In the business world, efforts to improve efficiency are endless. So is it any surprise that an eight-hour MBA workshop exists?
To be clear, no degrees are awarded at the end of the day, but the Maryland-based Business Learning Institute's popular course, which is aimed at managers and business owners, is meant to briefly touch on key MBA components, including business planning, finance, communication, and leadership.
"The business environment is changing so rapidly that we need to be able to learn faster than the rate of change. And this requires technical training, but this also requires success skills like leadership, collaboration and strategic thinking," Peter Margaritis, an Eight Hour MBA course instructor, said.
The Business Learning Institute, which offers education resources for business professionals, and business management software provider, Sage North America, are offering the course across the US. Sage VP Jennifer Warawa and Business Learning Institute CEO Tom Hood spoke with Inc. about some of the most valuable lessons learned from this specific course (which costs $275).
"Understand your audience. Evaluate how they communicate, and then adjust your behavior to be more similar to theirs," Warawa advised. Keep in mind the four different types of communicators:
Analytical. This kind of person prefers discussing just the data and the facts. Spend a little longer talking about fine details with an analytical communicator so that they are assured things are in order.
Amiable. These communicators value maintaining positive relationships. Avoid pressuring this type of person since it won't get you far.
Expressive. Expressive communicators easily understand the big picture and are outgoing and energetic. The best thing to do is share their enthusiasm when discussing projects.
Driver. This person wants to know the end results.
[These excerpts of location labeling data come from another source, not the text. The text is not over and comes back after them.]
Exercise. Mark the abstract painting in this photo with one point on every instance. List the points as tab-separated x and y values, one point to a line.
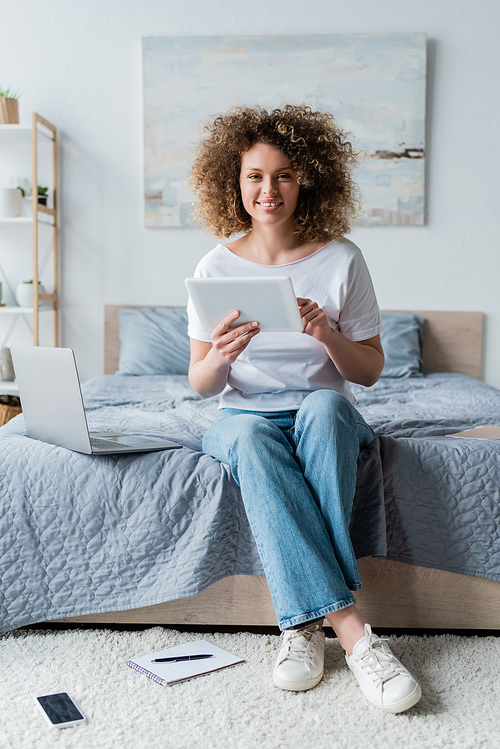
374	84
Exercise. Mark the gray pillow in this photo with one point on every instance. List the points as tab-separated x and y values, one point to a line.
153	341
402	344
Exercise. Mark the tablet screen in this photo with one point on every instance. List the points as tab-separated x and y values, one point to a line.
269	301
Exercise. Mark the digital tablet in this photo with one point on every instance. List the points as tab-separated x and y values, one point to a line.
271	301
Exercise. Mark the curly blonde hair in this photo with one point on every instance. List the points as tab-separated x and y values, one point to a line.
319	152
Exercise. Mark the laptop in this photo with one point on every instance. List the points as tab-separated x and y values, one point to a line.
52	403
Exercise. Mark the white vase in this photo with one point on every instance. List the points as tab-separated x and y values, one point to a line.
11	202
24	294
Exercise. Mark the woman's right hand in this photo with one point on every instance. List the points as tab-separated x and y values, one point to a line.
229	344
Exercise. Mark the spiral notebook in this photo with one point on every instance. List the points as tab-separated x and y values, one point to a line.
171	673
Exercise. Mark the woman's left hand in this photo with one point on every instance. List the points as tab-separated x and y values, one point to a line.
314	320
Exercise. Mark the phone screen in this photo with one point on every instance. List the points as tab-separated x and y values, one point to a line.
60	708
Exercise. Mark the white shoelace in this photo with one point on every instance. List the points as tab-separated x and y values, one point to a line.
378	658
296	645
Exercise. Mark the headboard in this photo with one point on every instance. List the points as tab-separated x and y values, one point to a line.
452	340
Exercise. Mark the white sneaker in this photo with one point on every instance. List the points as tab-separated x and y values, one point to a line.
384	681
301	658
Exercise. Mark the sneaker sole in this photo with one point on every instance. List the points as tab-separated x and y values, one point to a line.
400	707
298	686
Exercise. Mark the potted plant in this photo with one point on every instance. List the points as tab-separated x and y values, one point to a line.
43	195
9	106
24	293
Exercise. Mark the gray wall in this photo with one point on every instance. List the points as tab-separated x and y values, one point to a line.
79	65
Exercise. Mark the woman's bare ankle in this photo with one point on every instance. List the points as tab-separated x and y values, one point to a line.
349	626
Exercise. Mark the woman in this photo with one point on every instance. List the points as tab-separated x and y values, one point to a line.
287	425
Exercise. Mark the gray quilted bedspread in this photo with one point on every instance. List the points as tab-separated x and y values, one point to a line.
82	534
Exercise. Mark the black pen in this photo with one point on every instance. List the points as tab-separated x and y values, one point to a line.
177	658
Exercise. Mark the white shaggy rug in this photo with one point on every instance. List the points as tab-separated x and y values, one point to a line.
239	708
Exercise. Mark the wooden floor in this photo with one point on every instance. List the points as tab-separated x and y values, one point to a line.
394	595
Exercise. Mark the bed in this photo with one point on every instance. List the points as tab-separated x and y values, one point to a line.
163	538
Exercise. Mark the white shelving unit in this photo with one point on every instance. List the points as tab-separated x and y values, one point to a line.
21	134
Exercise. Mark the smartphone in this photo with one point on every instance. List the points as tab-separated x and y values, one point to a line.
59	710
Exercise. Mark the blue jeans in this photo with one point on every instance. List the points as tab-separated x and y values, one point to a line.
297	475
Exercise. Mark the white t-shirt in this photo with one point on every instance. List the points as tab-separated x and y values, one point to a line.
278	370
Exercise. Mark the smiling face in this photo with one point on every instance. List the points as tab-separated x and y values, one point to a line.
269	187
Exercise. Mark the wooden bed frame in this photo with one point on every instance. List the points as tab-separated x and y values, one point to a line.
394	595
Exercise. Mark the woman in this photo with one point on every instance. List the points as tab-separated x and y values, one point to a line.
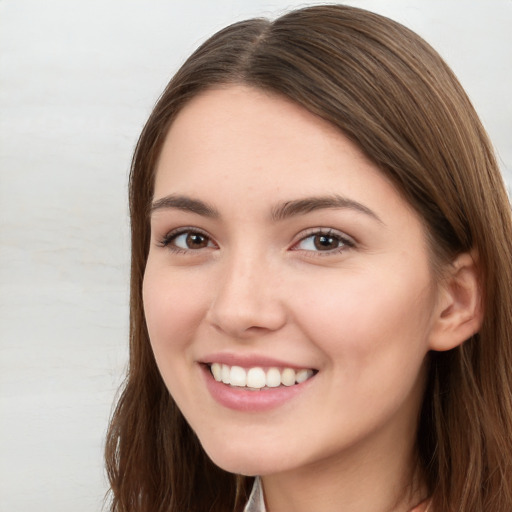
320	281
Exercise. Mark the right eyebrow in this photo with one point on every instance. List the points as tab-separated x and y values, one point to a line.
184	203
Cut right to the chase when speaking with a driver.
2. Code of conduct
It's always important to have an ongoing discussion about ethics within your business. A good opportunity to begin that dialog is by drafting a code of conduct. When getting started, look to other companies you admire for inspiration. The end result should include themes and commonalities that everyone agrees are important. Finally, remember that the code is a work in progress -- it's never too late to make revisions.
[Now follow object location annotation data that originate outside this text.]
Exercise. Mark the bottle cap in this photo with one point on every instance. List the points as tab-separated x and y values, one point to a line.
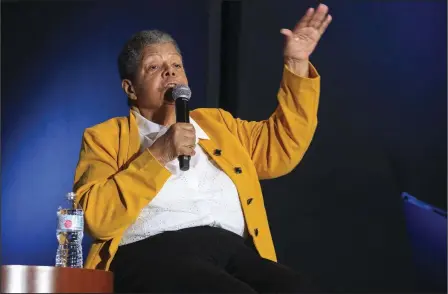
71	196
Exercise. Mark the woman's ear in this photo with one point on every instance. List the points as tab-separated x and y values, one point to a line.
128	88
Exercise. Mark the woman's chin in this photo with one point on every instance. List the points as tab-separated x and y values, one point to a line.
168	103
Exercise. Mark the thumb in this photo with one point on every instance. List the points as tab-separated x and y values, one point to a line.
286	33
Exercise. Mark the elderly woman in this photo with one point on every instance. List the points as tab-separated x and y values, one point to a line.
161	229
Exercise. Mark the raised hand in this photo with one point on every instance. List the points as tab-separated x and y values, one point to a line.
302	40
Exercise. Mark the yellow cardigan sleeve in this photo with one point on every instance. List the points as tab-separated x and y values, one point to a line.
277	145
112	198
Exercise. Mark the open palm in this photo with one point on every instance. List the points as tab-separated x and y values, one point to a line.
301	41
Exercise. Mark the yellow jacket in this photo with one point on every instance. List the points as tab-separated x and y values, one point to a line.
113	181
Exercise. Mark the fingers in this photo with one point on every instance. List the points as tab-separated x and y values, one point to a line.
186	150
319	16
305	19
325	24
286	32
318	19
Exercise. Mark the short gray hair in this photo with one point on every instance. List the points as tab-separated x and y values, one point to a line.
131	54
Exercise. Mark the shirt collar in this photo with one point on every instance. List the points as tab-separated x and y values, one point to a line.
146	127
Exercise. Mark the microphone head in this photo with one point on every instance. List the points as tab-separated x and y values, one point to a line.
181	91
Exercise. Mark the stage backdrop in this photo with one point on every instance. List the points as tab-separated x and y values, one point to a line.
339	215
59	76
382	131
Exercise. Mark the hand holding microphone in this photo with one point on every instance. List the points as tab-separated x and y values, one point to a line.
180	139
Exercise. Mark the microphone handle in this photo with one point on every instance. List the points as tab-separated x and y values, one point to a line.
183	115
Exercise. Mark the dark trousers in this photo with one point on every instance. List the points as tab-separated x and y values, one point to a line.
200	259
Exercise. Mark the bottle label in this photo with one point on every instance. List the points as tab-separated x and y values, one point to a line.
70	222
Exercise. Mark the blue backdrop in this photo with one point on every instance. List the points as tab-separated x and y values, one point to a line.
59	76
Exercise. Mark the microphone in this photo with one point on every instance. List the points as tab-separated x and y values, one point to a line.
181	96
"You spend so much time having unplanned conversations with people at the office, on the phone, and attending unproductive meetings. Be OK with declining the things that are not valuable," Warawa said.
In addition, figure out how to manage your email effectively. Set aside just three email checking windows throughout the day so that you're not continually interrupted. And as for improving productivity in the long run, constantly evaluate what you're doing. If it's not benefitting the greater good of the company, then stop doing it.